Populares protestam em frente à Agência do Monopólio Estatal em Taipé
Os motins prosseguiram nos dias seguintes e se espalharam pela ilha, atraindo estudantes e trabalhadores de várias categorias. O movimento logo evoluiu para um levante popular contra o governo do Kuomintang. Os rebeldes se organizaram em comitês e criaram brigadas de voluntários e milícias armadas que conseguiram obter o controle sobre parte do território taiwanês.
Membros do antigo Partido Comunista de Taiwan participaram ativamente da ação, formando a base da futura Liga Democrática de Autogoverno de Taiwan. Em Taichung, militantes comunistas fundaram a Brigada 27, uma das principais organizações revolucionárias da ilha.
Os manifestantes exigiam uma ampla reforma política, abrangendo pautas como mais autonomia para Taiwan, democratização do sistema político, instituição de eleições livres, subordinação dos agentes de segurança à gestão civil, etc.
O massacre
A resposta do Kuomintang foi brutal. Por determinação de Chiang Kai-Shek, um enorme contingente de soldados foi enviado para a ilha, a fim de debelar o que os nacionalistas descreveram como uma “perigosa insurreição comunista”.

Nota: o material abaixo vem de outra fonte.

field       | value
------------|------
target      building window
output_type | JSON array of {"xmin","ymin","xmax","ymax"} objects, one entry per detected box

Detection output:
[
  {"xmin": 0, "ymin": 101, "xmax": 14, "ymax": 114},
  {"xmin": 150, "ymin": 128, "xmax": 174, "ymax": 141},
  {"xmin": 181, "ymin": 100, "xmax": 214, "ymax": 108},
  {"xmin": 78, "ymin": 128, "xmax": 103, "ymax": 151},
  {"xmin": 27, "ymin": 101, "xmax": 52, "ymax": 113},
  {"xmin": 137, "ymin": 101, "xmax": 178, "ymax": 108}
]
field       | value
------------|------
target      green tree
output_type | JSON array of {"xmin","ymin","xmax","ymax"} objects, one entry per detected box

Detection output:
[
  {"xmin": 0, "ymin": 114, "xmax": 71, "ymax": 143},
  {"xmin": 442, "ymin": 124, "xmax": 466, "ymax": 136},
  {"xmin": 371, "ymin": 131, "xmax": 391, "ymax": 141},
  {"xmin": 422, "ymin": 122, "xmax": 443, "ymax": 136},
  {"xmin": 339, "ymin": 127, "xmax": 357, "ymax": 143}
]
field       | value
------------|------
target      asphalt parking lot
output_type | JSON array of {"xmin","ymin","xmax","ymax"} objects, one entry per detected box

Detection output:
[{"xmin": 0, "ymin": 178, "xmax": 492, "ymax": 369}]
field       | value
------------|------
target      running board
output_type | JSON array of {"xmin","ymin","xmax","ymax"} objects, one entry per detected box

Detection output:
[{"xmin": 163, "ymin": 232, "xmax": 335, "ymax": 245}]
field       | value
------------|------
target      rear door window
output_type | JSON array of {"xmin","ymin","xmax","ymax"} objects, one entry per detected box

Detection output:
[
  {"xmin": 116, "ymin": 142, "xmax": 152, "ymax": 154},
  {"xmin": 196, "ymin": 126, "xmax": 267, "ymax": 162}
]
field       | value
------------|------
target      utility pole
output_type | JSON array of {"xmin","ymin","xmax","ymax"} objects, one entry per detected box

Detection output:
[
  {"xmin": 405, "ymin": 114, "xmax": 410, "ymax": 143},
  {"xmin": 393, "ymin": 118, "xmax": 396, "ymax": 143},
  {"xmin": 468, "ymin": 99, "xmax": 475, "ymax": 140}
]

A repressão foi coordenada pelo governador Chen Yi, que assegurou ser necessário o uso de extrema violência para “limpar as cidades”. Durante várias semanas, os soldados nacionalistas prenderam, torturaram e executaram milhares de taiwaneses, em uma sequência interminável de chacinas. Estima-se que até 30.000 pessoas tenham sido assassinadas durante o expurgo.
O Massacre de 28 de Fevereiro impediu a consolidação dos movimentos revolucionários em Taiwan, mas na China continental os comunistas seguiram consolidando sua expansão
Em 1949, as tropas de Mao Zedong derrotaram definitivamente as forças do Kuomintang, possibilitando a fundação da República Popular da China. Os nacionalistas fugiram então para Taiwan, onde estabeleceram um governo ditatorial, sob a liderança de Chiang Kai-Shek.

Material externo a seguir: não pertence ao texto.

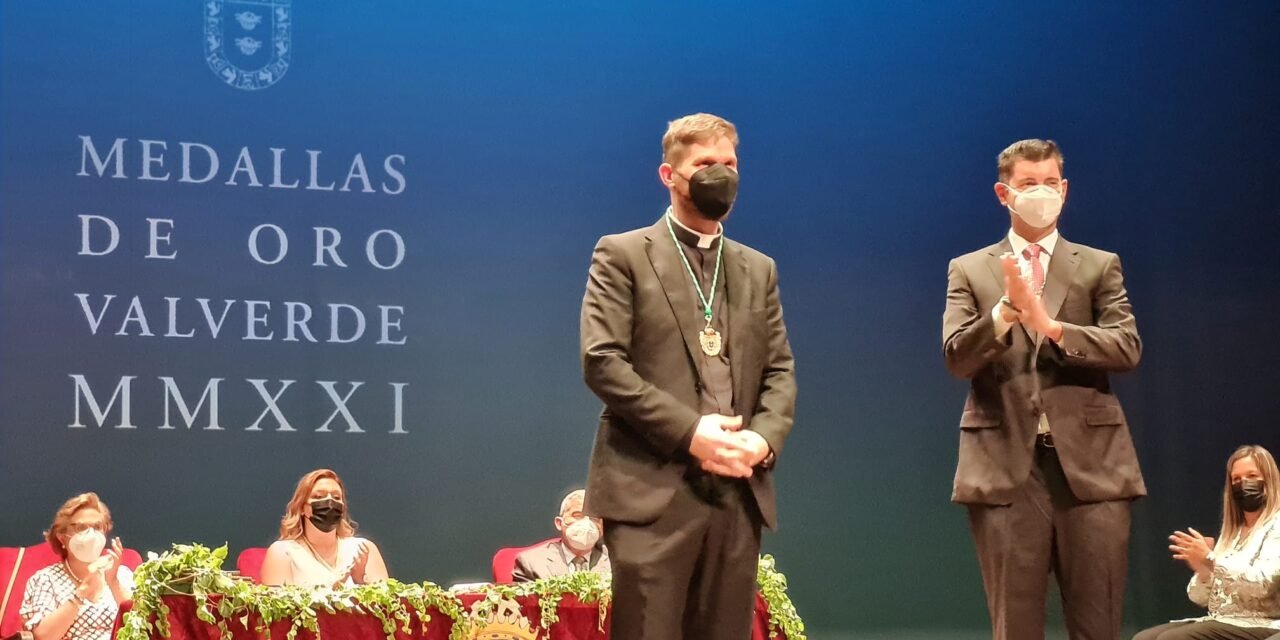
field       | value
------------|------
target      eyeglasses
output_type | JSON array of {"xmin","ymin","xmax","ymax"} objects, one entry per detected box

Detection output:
[{"xmin": 67, "ymin": 522, "xmax": 106, "ymax": 535}]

Em maio de 1949, o Kuomintang deu início ao chamado “Terror Branco”, um período de lei marcial e supressão de liberdades civis que se estendeu em Taiwan por 38 anos.

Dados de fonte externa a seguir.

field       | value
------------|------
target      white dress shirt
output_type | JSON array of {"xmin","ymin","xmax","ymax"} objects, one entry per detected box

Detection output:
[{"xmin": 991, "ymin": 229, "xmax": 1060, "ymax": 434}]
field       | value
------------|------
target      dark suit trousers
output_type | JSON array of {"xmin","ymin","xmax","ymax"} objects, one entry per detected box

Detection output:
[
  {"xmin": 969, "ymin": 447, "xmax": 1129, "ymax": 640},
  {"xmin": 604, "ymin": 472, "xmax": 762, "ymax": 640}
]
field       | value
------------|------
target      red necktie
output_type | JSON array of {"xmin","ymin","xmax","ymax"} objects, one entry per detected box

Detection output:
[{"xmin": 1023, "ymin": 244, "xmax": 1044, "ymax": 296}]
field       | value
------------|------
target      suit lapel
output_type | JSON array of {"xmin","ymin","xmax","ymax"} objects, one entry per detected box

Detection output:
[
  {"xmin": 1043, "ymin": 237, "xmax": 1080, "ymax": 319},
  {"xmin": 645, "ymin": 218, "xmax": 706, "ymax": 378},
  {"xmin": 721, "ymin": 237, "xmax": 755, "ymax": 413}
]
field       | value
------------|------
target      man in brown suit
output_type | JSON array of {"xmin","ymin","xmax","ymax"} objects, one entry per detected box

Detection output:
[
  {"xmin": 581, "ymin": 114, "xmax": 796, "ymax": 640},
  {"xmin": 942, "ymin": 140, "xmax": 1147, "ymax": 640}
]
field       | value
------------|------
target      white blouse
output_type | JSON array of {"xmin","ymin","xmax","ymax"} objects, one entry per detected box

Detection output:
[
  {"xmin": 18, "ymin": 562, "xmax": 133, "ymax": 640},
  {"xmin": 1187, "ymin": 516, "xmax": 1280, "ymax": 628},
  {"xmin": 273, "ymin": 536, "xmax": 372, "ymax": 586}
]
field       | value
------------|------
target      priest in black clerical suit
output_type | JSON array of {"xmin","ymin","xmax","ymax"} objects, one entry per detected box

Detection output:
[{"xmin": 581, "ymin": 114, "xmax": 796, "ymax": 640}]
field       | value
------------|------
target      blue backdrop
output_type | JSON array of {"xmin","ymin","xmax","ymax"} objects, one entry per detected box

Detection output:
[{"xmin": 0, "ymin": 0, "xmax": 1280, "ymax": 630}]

O “Terror Branco” foi marcado por abusos sistemáticos aos direitos humanos e pela repressão aos opositores, organizações trabalhistas e movimentos sociais, resultando em mais de 140.000 prisões e no assassinato de até 4.000 pessoas.
O regime ditatorial começou a ser revogado gradativamente a partir de 1987. Vários dos dispositivos autoritários e antidemocráticos do “Terror Branco”, entretanto, seguem em vigor no sistema político taiwanês até os dias de hoje.